Dennis McDougal (1947-2025), who has been called “LA’s No. 1 Muckraker," invested over 50 years chronicling Hollywood, psychedelics, mental health, true crime, and media misdemeanors.
Before turning his attention to writing books full-time, McDougal reported on the glamorous and occasionally corrupt aspects of show business as a staff writer for the Los Angeles Times. He also contributed regularly to the New York Times and produced documentaries for both CNN and PBS. With a B.A. and M.A. in journalism from UCLA, McDougal furthered his postgraduate education at Stanford University with a yearlong Knight Fellowship in psychology and law. As an adjunct professor, he taught journalism and creative writing at UCLA and the California State Universities at Fullerton and Long Beach.
His journalism has won dozens of honors including the George Foster Peabody Award, Fordham University’s Ann M. Sperber Award for the nation’s best media biography, and an Edgar nomination from the Mystery Writers of America for best true crime.
In a career spanning over 50 years, McDougal wrote hundreds of newspaper and magazine articles.

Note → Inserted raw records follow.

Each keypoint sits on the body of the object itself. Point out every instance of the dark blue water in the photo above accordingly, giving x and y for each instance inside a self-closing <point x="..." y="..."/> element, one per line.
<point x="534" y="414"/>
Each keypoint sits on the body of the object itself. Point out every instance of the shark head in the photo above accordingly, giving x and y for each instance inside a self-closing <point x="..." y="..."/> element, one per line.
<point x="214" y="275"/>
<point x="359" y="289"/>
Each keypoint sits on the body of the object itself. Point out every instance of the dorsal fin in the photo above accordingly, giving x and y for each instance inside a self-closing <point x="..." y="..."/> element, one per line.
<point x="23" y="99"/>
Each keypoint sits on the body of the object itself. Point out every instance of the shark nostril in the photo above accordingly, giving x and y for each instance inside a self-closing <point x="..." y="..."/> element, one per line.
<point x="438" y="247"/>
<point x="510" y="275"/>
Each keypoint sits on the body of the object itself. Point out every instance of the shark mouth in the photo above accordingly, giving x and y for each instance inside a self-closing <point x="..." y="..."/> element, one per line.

His last book, Citizen Wynn: A Sin City Saga of Power, Lust, and Blind Ambition (2025), chronicles the history of (dis)organized crime in Las Vegas. With the publication in 2020 of Operation White Rabbit: LSD, the DEA and the Fate of the Acid King (Skyhorse Publishing), Dennis McDougal had authored a total of thirteen books. Not that he was superstitious, but he had completed work on No. 14 and it went to print -- just before his untimely passing due to a vehicle collision. Citizen Wynn is a no-holds-barred biography centered on sex, sizzle, and the Mafia, in Sin City (aka Las Vegas) USA.
In partnership with Revelations Productions, McDougal had been producing a documentary film about the late civil rights figure Rodney King -- the work continues on that film. He was also at work on The Acid Chronicles, a documentary history of the evolution of psychedelics, from CIA abuse and party drugs to ongoing breakthroughs in treatment of mental illness in the 21st Century.
A CNN producer during the O.J. Simpson murder trial, he also co-produced Inventing L.A.: The Chandlers and Their Times (2009) for PBS.